Fully ratifying and adopting the Comprehensive Nuclear Test Ban Treaty offers the world the "best hope of stemming nuclear proliferation" and taking a concrete step toward the complete elimination of nuclear weapons, a Vatican official said.
"The Holy See cannot but lament the fact that the potential devastation caused by the use of nuclear weapons so clearly identified over 40 years ago has not been relegated to history," Msgr. Janusz Urbanczyk told government representatives meeting in Vienna.
During a meeting May 2-12, the monsignor, who is the Vatican's representative to United Nations agencies in Vienna, reiterated the Vatican's goal of a "world free of nuclear weapons."
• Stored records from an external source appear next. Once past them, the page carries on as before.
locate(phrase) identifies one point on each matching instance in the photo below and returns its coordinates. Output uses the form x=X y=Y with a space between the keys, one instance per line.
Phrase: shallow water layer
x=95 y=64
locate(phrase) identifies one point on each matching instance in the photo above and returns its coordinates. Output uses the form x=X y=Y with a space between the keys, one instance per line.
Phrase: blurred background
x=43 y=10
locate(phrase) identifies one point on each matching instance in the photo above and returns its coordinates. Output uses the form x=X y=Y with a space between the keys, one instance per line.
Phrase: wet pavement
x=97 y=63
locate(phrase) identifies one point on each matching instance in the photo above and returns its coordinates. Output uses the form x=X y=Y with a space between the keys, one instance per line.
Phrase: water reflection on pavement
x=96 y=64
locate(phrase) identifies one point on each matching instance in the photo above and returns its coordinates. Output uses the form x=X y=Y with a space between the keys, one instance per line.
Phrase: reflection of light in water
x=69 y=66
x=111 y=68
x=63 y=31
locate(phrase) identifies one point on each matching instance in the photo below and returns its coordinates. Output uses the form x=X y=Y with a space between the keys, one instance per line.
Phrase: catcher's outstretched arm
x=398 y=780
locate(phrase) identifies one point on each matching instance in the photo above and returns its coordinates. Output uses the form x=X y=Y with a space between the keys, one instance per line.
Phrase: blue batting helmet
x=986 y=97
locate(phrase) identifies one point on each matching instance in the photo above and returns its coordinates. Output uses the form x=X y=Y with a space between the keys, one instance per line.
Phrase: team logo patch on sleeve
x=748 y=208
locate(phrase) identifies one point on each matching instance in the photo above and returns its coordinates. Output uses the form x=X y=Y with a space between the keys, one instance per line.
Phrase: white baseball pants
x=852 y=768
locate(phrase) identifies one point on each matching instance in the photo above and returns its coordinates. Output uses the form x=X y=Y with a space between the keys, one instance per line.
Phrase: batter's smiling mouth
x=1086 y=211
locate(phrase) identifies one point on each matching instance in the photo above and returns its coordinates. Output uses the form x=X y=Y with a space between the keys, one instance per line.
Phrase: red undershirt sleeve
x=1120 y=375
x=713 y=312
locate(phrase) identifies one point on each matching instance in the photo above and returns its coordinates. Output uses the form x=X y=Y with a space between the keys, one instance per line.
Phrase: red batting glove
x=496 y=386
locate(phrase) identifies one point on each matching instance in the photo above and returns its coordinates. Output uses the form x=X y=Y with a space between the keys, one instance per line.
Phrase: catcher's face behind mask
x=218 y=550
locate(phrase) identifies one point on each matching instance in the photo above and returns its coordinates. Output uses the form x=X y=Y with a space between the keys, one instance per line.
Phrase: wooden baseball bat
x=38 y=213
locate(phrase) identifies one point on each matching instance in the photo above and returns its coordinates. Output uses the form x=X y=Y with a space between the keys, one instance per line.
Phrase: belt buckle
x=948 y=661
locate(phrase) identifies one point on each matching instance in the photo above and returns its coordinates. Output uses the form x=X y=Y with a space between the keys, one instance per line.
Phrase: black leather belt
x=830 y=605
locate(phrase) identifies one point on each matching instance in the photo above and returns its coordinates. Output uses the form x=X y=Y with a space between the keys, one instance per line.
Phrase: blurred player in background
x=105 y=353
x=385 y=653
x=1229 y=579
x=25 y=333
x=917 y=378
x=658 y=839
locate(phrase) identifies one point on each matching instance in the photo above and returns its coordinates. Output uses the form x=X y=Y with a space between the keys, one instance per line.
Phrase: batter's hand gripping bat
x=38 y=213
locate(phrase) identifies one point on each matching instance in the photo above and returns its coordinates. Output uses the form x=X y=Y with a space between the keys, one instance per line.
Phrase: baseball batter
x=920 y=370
While the meeting focused on the Treaty on the Non-Proliferation of Nuclear Weapons, Urbanczyk said a key step in stopping countries from producing nuclear weapons would be to finally ensure the test-ban treaty went into full force. Countries, including the United States, began signing the treaty in 1996, but the U.S. Senate has failed to ratify it. China, Egypt, Israel and Iran also have signed, but not ratified it, while India, Pakistan and North Korea have yet to sign the treaty.
It is "vital that the nuclear-weapon state parties renew arms control and disarmament processes," Urbanczyk told the Geneva gathering.
"Nuclear weapons provide a false sense of security, as do efforts to secure a negative peace through a balance of power," the monsignor said. While nations have a duty to protect their own security, real security is "strongly linked to the promotion of collective security, the common good and peace."
While "negative peace" relies on building up defenses, he said, true peace is "built on justice, on integral human development, on respect for fundamental human rights, on the protection of creation, on the participation of all in public life, on trust between peoples, on the support of institutions devoted to building peace, and on dialogue and solidarity."
The Vatican representative urged nations to dig into the "diplomatic toolbox" and find ways to encourage individual countries "not to limit themselves to ensuring the security of their own citizens, but also to work actively for the global growth of peace, which humanity very much needs today."